2人はオランダサッカー界の未来として大きな期待を背負っており、オランダ代表は昨年のFIFAワールドカップ・カタール大会でもベスト8と一定の結果を残した。
ただ、気になるのはデ・リフトの序列だ。今回のワールドカップではグループステージ初戦こそ先発したが、その後はアヤックスのユリエン・ティンバーにスタメンを奪われてしまった。オレンジ軍団で絶対の1番手とはなっていないのだ。
2019年にユヴェントスへ7500万ユーロ、その3年後にはバイエルンへ6700万ユーロで移籍するなど、デ・リフトを巡っては高額な移籍金が動いている。ビッグクラブが関心を示してきた逸材なのは確かだが、移籍金に見合うパフォーマンスを見せられているだろうか。

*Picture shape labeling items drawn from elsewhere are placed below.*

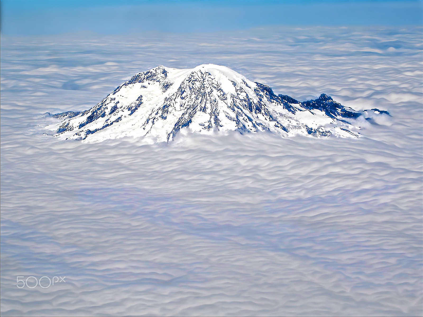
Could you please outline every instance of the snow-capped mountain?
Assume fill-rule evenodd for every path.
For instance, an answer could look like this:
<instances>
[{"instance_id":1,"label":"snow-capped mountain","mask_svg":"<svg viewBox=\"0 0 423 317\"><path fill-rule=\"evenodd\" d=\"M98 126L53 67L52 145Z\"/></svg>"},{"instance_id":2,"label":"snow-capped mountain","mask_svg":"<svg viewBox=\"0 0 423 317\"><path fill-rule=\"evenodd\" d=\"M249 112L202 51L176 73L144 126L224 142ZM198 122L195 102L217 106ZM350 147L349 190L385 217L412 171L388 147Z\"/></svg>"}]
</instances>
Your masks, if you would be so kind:
<instances>
[{"instance_id":1,"label":"snow-capped mountain","mask_svg":"<svg viewBox=\"0 0 423 317\"><path fill-rule=\"evenodd\" d=\"M344 107L324 94L301 102L277 96L224 66L159 66L137 74L89 110L53 115L62 121L47 127L57 136L89 142L144 136L167 141L185 128L201 133L269 131L283 136L355 137L357 119L367 111Z\"/></svg>"}]
</instances>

カタール大会でのオランダ代表はネイサン・アケ、フィルジル・ファン・ダイク、ティンバーの3人が3バックを形成する機会が多く、デ・リフトやインテルのステファン・デ・フライはベンチだった。もちろん監督のルイ・ファン・ハールの好みの問題もあり、3バックの両脇はデ・リフトより機動力のあるティンバーの方が向いていたかもしれない。監督とシステムが代わることでデ・リフトの序列が上がる可能性は十分に考えられる。
しかしEURO2020のベスト16・チェコ戦では55分にレッドカードを受けて退場してしまい、チームも0-2で敗れるなど代表戦で苦い思いをしてきたのは事実だ。今回のカタール大会も納得のいくものとはならなかったはずで、まだデ・リフトは代表の舞台でワールドクラスと証明できていない。
次の舞台はEURO2024となるが、次こそデ・リフトはオランダ最終ラインの主役となれるだろうか。